The Portuguese’s fine strike beat Federici with 69 minutes gone, as Reading’ gallant defensive effort finally crumbled after 25 minutes of relentless pressure by United. Then, after David De Gea had brilliantly denied Adam Le Fondre, Nani’s cross was met by Javier Hernandez’s diving header that sealed United’s progression to the quarter finals where they’ll play either Middlesbrough or Chelsea.
Following last week defensive heroics in Madrid, David De Gea retained his spot between the posts, with Nemanja Vidic and Chris Smalling replacing Rio Ferdinand and Jonny Evans, while Phil Jones shifted at right-back with Alex Buttner on the other flank.
Antonio Valencia, Ashley Young, Anderson and Tom Cleverley formed the midfield four tasked with supporting Javier Hernandez and Bernabeu goal-scorer Danny Welbeck.
The gulf in glamour and expectations between last Wednesday’s tie and a Monday night FA Cup fixture – further proof, if any was needed, that fans’ voices have been completely drawn out by business and TV revenues – but United started where they had left off in Madrid.
With barely 60 seconds on the clock, first Javier Hernandez and then Danny Welbeck saw their shots blocked before Antonio Valencia failed to apply any power or direction to his header. Two minutes later, Ashley Young’s pass cut Reading’s defence wide open but Welbeck was denied by Federici at the near post.
The Australian keeper would be called into action again midway through the first half as he saved Tom Cleverley and Ashley Young’s shots in quick succession, albeit the former Villa man should have buried his chance but, having been played onside by a distracted Reading’s back four, failed to convert the tap-in.
Between those chances, Reading – whose brilliant, workmanlike effort explained why only behind Spurs and United have accumulated more points in the last eight league games – had managed to control the game with relative ease, but failed to produce any clear cut chances, bar the odd menacing set piece, until United fan Adam Le Fondre forced De Gea into a save that would have undoubtedly pleased the photographers.
A minute later Nani, who had replaced the injured Phil Jones, struck a venomous volley that crashed against the post, before testing Federici with a fierce effort that was brilliantly parried over the bar by the Reading custodian.
United started the second half with the foot firmly on the pedal, while Reading’s physical effort started to take its toll, allowing Cleverley and Anderson to run into spaces that were suddenly opening ahead of them, after a first half in which they had struggled to generate any momentum.
Federici denied Anderson with 15 minutes gone in the second half, before Nani saw two efforts going just wide of either post.
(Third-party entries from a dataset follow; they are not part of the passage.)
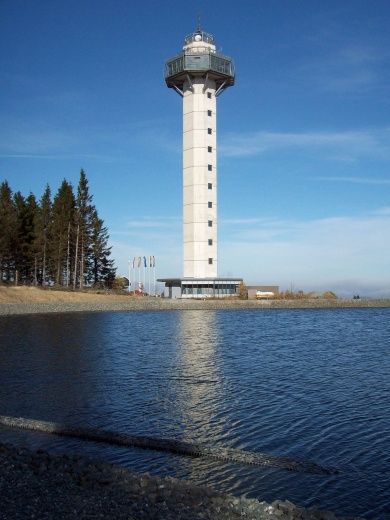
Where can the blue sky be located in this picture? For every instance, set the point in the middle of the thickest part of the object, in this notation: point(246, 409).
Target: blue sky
point(303, 136)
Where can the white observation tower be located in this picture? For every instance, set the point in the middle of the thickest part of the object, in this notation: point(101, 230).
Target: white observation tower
point(200, 74)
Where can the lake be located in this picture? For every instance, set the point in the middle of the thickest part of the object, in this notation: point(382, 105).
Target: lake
point(309, 384)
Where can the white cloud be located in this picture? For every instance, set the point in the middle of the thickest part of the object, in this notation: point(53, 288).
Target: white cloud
point(355, 180)
point(338, 252)
point(347, 145)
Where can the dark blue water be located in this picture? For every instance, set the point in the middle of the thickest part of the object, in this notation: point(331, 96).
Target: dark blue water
point(311, 384)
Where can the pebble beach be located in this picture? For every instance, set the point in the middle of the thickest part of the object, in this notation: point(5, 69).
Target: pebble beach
point(45, 486)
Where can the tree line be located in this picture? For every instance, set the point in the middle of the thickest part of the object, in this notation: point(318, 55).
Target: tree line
point(59, 241)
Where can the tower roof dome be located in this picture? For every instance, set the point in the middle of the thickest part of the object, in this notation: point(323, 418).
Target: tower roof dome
point(199, 36)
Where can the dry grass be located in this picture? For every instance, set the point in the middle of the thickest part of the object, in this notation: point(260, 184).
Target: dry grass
point(34, 294)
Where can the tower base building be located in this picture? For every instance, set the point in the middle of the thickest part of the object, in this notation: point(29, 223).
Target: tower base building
point(199, 74)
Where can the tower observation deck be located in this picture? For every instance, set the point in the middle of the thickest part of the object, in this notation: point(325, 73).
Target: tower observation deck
point(199, 74)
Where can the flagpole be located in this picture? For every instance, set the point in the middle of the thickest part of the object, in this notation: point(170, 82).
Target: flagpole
point(150, 258)
point(129, 276)
point(154, 275)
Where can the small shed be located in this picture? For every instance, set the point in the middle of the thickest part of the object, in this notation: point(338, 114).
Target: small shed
point(252, 289)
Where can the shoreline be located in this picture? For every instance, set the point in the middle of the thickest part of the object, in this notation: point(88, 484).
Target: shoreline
point(35, 484)
point(104, 304)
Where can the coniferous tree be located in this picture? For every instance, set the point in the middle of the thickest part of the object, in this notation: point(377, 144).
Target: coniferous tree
point(83, 226)
point(25, 237)
point(43, 229)
point(64, 241)
point(62, 248)
point(7, 233)
point(103, 270)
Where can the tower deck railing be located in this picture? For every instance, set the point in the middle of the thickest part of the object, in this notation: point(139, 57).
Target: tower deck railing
point(198, 62)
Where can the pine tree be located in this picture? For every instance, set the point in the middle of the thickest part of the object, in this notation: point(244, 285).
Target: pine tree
point(103, 270)
point(43, 229)
point(83, 226)
point(23, 250)
point(7, 233)
point(62, 249)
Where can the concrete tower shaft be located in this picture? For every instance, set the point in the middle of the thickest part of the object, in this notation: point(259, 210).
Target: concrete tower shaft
point(200, 258)
point(199, 74)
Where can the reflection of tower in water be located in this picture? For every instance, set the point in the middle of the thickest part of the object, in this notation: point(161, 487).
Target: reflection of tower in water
point(199, 384)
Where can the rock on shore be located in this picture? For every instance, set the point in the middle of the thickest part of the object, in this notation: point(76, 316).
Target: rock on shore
point(47, 487)
point(163, 304)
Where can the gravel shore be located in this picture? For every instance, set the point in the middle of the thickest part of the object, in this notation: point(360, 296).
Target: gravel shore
point(47, 487)
point(163, 304)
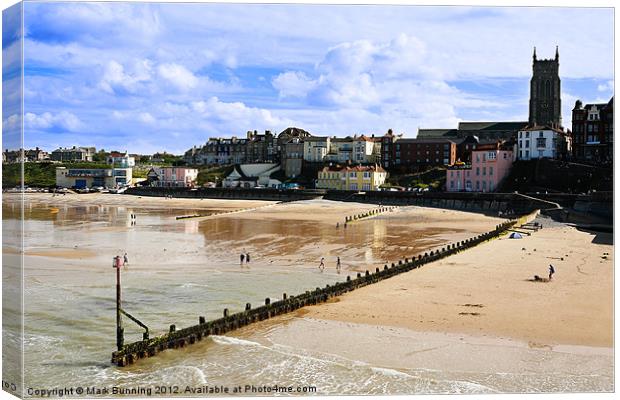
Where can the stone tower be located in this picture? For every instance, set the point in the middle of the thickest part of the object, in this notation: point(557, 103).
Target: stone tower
point(545, 103)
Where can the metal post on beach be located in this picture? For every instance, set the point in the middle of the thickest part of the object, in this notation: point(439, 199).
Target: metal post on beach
point(119, 320)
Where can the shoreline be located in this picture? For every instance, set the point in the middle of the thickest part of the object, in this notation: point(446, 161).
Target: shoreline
point(485, 291)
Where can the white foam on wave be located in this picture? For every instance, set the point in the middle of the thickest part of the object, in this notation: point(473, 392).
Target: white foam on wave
point(391, 372)
point(229, 340)
point(470, 387)
point(189, 285)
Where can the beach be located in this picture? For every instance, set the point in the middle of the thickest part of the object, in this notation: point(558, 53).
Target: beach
point(487, 291)
point(471, 323)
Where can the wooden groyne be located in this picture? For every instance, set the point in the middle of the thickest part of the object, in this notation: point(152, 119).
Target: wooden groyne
point(368, 214)
point(149, 347)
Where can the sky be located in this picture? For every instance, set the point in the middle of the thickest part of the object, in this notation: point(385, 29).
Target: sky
point(147, 77)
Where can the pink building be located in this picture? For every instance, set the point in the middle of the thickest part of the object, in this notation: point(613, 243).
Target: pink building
point(172, 176)
point(487, 170)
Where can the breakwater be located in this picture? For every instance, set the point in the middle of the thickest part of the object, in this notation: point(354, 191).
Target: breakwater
point(149, 347)
point(466, 201)
point(367, 214)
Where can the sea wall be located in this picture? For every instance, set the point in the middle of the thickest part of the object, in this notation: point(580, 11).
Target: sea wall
point(229, 322)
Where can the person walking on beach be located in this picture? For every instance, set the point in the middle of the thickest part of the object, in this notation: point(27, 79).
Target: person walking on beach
point(551, 271)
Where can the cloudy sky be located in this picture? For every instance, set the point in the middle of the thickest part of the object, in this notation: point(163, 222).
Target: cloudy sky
point(147, 77)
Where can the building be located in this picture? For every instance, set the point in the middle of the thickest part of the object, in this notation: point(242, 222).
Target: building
point(292, 157)
point(415, 154)
point(316, 149)
point(81, 178)
point(542, 142)
point(483, 130)
point(261, 148)
point(366, 150)
point(341, 150)
point(545, 101)
point(487, 170)
point(220, 151)
point(359, 177)
point(13, 156)
point(253, 175)
point(121, 160)
point(593, 132)
point(73, 154)
point(35, 155)
point(172, 176)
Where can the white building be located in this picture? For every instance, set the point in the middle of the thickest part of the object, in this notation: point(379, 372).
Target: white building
point(366, 150)
point(172, 176)
point(540, 142)
point(121, 160)
point(252, 175)
point(316, 148)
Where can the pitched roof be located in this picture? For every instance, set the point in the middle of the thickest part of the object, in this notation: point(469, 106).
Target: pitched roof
point(360, 168)
point(436, 133)
point(542, 128)
point(491, 126)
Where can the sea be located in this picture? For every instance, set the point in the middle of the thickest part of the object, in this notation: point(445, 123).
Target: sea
point(179, 270)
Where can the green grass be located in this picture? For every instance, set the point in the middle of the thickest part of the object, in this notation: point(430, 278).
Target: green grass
point(213, 174)
point(433, 178)
point(39, 174)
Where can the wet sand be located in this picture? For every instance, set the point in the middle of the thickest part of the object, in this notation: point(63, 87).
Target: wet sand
point(486, 291)
point(180, 269)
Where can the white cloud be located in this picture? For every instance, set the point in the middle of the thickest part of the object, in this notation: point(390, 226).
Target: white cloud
point(146, 118)
point(293, 84)
point(179, 76)
point(606, 87)
point(46, 121)
point(11, 122)
point(116, 78)
point(235, 112)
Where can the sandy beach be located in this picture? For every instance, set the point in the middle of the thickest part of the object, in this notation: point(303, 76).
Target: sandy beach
point(472, 323)
point(486, 291)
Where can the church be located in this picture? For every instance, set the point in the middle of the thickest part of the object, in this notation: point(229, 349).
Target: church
point(545, 115)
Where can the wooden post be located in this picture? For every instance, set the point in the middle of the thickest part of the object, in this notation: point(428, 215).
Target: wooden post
point(119, 321)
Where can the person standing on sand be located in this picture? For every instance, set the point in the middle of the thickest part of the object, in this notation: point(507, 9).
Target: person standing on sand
point(551, 271)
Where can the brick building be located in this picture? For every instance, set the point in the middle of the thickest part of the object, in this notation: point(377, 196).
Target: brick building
point(593, 132)
point(400, 154)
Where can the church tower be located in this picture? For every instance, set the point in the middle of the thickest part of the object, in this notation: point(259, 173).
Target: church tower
point(545, 103)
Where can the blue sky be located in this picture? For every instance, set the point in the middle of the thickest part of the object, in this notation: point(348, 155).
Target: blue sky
point(146, 77)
Robin Van Persie’s introduction after 65 minutes was greeted with a rousing reception by the crowd, as the game increasingly resembled a rugby encounter, with United producing phase after phase of attack pinning Reading in their own penalty box.
Two goals in quick succession seemed to have sealed the tie for United, who had won their last 5 FA Cup ties at Old Trafford, conceding just one goal in the process, but some poor defending allowed Jobi McAnuff to pull one back for the visitors with less than ten minutes to go.
There wasn’t gonna be another late heroics for the Royals, though, as Fergie’s men keep marching onto Wembley.